Gentili, religioso barnabita e studioso di spiritualità, insiste in particolare sul nesso che esiste fra alimentazione e sessualità, in quanto dimensioni basilari e costitutive dell’umano. La prima concerne innanzitutto la nostra conservazione, quindi il nostro rapporto con noi stessi attraverso la mediazione dell’ambiente, la seconda il nostro rapporto con gli altri. Secondo il pensiero religioso e cristiano in particolare, per esempio della tradizione monastica, v’è un nesso stretto fra temperanza e intemperanza su un piano e sull’altro: il mangiare e il bere incidono sulla dimensione sessuale dell’uomo. Una rinnovata ecologia dell’umano dovrebbe tenere nuovamente conto di questo nesso. Si tratta di considerare e valorizzare il ruolo della corporeità senza assolutizzarlo in nessuno dei due ambiti. Ma ciò è possibile se l’uomo vive un orientamento verso ciò che lo trascende e lo unifica, permettendo così un’articolazione equilibrata delle sue dimensioni costitutive.



Per quanto riguarda il cibarsi esso ha un carattere olistico, in quanto investe per sua natura la sfera individuale, sociale, ecologica e religiosa. Si tratta di ricuperare nuovamente queste dimensioni spesso dimenticate nell’epoca del fast food. Non a caso il sacramento cristiano dell’eucarestia s’inserisce opportunamente in una disposizione umana, in cui il ruolo del cibarsi assume un significato integrale. Come noi siamo cibo metabolizzato, così chi frequenta la mensa del Signore è eucarestia metabolizzata, anticipo della vita eterna, in cui, secondo Simone Weil, “guardare è mangiare”.

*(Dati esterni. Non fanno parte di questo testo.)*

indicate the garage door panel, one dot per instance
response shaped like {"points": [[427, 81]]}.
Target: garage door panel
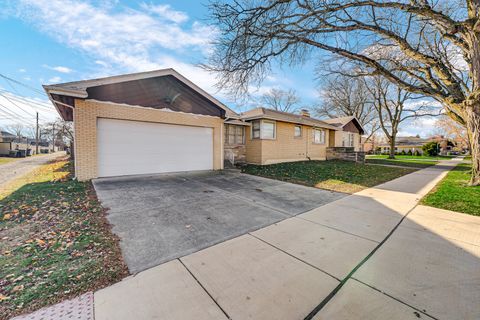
{"points": [[132, 147]]}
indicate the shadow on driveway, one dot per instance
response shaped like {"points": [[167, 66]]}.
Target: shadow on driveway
{"points": [[163, 217]]}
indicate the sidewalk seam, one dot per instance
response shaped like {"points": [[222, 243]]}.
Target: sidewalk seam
{"points": [[332, 294], [204, 289], [361, 263], [296, 258], [396, 299]]}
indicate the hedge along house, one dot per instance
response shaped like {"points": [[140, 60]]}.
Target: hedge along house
{"points": [[142, 123]]}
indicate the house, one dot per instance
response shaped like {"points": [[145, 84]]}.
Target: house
{"points": [[413, 144], [159, 121], [276, 136], [350, 134], [6, 141]]}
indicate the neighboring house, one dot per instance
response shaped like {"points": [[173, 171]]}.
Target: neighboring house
{"points": [[413, 144], [6, 142], [350, 134], [159, 121]]}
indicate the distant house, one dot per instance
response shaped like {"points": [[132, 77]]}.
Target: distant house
{"points": [[414, 144]]}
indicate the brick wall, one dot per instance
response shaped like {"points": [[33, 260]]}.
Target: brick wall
{"points": [[285, 147], [345, 153], [85, 117]]}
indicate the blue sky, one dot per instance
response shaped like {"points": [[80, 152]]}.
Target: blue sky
{"points": [[51, 41]]}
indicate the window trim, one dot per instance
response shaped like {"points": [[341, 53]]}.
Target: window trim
{"points": [[324, 136], [234, 127], [295, 131], [260, 129]]}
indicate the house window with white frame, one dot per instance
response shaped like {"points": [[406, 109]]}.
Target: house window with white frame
{"points": [[348, 140], [263, 129], [234, 134], [298, 131], [319, 136]]}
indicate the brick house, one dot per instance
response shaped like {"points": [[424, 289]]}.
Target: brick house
{"points": [[159, 121]]}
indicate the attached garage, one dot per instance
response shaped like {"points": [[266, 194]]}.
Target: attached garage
{"points": [[141, 123], [134, 147]]}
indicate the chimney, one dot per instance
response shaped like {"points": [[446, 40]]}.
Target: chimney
{"points": [[305, 113]]}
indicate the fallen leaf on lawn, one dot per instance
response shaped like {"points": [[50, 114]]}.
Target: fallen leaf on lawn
{"points": [[18, 288]]}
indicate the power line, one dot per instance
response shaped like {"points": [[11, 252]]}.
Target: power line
{"points": [[22, 84], [1, 94]]}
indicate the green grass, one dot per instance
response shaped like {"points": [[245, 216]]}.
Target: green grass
{"points": [[342, 176], [5, 160], [382, 156], [453, 192], [416, 163], [56, 242]]}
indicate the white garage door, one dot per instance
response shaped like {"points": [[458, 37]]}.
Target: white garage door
{"points": [[132, 147]]}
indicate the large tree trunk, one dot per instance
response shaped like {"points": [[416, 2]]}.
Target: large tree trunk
{"points": [[473, 128], [392, 148], [472, 106]]}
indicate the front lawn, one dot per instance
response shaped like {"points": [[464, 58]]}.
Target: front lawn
{"points": [[342, 176], [56, 242], [453, 193], [406, 157]]}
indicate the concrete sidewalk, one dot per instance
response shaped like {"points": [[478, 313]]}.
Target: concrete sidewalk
{"points": [[371, 255]]}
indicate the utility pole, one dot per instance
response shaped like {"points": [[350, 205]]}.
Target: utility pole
{"points": [[36, 137], [53, 138]]}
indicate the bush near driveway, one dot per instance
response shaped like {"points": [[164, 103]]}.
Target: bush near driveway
{"points": [[335, 175], [453, 192], [56, 242]]}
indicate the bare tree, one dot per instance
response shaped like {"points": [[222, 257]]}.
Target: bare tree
{"points": [[433, 46], [395, 105], [452, 130], [18, 130], [281, 100], [348, 96]]}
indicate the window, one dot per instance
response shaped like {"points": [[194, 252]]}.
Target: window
{"points": [[298, 131], [318, 136], [350, 139], [234, 134], [268, 130], [263, 129]]}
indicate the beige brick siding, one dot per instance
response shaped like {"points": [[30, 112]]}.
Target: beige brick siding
{"points": [[339, 139], [85, 117], [285, 147]]}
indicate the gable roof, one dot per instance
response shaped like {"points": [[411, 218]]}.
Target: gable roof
{"points": [[78, 89], [265, 113], [343, 121]]}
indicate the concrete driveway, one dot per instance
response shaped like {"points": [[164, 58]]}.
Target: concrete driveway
{"points": [[160, 218]]}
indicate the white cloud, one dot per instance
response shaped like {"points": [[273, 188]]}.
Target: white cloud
{"points": [[19, 109], [54, 80], [60, 69], [165, 11], [130, 40]]}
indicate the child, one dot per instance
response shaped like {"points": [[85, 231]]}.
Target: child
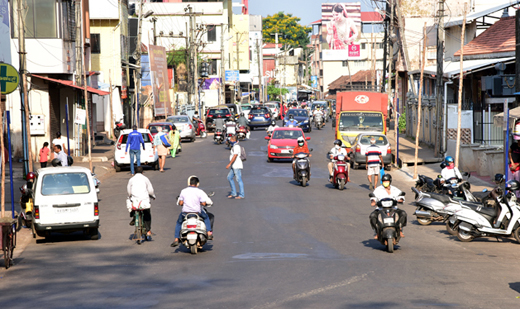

L’autore cita una serie di passi significativi, a questo proposito, della spiritualità orientale, in particolare indiana, e anche cristiana dei Padri, di San Francesco d’Assisi e di San Filippo Neri, che documentano la presenza ininterrotta di un filone di pensiero cristiano particolarmente attento al tema ecologico dell’inserimento dell’uomo nell’ambiente e anche a quello della sofferenza animale.

Nella seconda parte del volume Marilena Bogazzi, presidente nazionale dell’associazione cattolici vegetariani, oltre a portare argomenti di natura ecologica in favore dell’astinenza dalle carni, documenta la presenza di una tradizione di vegetarianesimo, oltre che nelle religioni orientali, anche nel cristianesimo, come dall’origine nell’ordine dei certosini. Il che è meno noto ai più. Senza voler pretendere di rendere tutti vegetariani, l’autrice argomenta le buone ragioni di questa scelta in un contesto cristiano.

Nel complesso il volume, scritto in modo chiaro e accessibile, rende partecipi di una tradizione di pensiero spesso dimenticata e con la quale le circostanze attuali sollecitano nuovamente a confrontarsi.